I think you are under-estimating what you are trying to achieve (as 
least as far as I can follow the discussions so far).

If 'all' you were trying to do was to turn on one of the two or three 
pre-recorded, pre-packaged, pre-composed optional tracks within an Ogg 
or mp4 container, then I'd say: fine, this is a local media issue that 
can be handled within the context of a single <video> or <audio> 
element. But this is NOT what you are doing: you are referencing 
external text files (srt, smilText, DFXP, whatever) -- these need to be 
composed temporally and spatially with the content in the video or audio 
object. Once you head down this path, you are no longer looking at local 
manipulations WITHIN a media object, but activating objects from 
multiple sources.

This is why I really believe that you need to look at a more scalable 
solution to this problem -- not because I want to impose SMIL on you, 
but because you are imposing temporal and spatial problems on yourself 
in the context of composing separate media objects.
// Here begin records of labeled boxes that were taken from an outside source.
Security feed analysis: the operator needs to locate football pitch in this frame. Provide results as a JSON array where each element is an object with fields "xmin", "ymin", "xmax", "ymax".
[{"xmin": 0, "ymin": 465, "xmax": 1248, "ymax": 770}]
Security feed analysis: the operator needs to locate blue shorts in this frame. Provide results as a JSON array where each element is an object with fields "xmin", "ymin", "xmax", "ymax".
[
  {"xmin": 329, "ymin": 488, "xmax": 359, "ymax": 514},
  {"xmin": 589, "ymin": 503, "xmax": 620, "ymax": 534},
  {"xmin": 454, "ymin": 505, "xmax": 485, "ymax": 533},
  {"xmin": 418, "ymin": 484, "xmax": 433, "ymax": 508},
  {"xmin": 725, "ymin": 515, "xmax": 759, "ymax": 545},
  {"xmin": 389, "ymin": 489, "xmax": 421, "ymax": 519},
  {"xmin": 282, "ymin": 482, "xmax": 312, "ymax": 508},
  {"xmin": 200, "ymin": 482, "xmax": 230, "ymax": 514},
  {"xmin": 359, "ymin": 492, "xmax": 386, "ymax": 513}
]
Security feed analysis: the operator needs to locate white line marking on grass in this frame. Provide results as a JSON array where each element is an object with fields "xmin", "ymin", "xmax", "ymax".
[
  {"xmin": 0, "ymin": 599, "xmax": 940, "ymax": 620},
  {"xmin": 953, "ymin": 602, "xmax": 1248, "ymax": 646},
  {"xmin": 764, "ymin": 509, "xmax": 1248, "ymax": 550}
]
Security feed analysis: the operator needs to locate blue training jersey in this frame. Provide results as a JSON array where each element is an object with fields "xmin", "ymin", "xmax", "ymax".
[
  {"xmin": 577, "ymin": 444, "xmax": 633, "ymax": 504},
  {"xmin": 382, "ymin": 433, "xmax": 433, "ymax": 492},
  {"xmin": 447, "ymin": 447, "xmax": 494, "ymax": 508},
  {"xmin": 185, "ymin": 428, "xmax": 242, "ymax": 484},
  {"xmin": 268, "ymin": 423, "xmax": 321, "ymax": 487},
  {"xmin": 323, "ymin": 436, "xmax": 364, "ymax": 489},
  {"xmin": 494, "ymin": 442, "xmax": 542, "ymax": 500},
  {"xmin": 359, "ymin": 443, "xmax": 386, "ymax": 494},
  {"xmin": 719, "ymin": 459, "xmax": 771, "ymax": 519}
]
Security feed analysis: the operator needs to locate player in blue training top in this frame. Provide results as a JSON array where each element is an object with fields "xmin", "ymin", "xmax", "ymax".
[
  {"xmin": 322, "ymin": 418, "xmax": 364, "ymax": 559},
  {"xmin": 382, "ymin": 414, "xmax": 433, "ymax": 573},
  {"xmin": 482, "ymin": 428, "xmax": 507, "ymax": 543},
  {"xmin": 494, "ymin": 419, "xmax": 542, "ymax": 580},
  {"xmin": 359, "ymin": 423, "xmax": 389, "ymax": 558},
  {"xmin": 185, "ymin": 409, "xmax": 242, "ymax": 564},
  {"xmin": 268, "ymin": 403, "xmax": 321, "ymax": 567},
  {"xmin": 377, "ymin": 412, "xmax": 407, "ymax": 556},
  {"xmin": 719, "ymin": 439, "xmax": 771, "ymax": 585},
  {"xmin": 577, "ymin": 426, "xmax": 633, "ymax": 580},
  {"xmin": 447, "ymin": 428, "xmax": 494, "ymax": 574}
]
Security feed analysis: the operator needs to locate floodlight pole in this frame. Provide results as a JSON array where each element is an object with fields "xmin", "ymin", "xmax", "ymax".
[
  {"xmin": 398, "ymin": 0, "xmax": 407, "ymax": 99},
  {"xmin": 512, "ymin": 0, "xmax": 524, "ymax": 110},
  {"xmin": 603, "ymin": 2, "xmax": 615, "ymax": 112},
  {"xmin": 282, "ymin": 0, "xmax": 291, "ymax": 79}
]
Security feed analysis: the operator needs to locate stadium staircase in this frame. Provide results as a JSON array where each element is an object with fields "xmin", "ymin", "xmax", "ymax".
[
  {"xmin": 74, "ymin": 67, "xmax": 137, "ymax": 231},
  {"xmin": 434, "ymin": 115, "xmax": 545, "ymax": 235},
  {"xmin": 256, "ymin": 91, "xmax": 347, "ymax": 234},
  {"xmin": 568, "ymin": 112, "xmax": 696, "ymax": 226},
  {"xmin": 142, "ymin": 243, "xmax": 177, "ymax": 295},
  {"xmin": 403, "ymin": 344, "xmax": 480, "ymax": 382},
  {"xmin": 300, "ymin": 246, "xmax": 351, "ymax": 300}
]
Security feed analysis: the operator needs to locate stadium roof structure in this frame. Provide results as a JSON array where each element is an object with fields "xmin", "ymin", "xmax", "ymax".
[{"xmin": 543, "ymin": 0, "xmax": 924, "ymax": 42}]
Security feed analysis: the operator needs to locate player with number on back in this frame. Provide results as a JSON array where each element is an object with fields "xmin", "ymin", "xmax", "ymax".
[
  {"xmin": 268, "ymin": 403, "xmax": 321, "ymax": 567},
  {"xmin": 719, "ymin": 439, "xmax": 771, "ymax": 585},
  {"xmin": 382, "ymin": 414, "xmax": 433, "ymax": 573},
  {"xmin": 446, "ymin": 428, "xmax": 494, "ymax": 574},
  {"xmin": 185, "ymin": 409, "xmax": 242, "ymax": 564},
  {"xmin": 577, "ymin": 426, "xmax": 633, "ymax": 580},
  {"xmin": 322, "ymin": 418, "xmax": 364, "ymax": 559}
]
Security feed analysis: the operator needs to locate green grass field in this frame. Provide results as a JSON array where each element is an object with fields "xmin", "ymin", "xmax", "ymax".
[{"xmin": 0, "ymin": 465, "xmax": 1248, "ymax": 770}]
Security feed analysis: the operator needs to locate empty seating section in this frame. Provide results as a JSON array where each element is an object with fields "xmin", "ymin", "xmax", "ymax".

As an aside: One of the benefits of this approach is that it means that 
you get broader selectivity for free on other objects -- this increases 
accessibility options at no extra cost. (Note that whether you view the 
controlling syntax in declarative or scripted terms is an orthogonal 
concern.)

Perhaps I'm missing something key; if so, let me know.

-d.

(I'm off-site today and tomorrow, but I'll try to monitor the list.)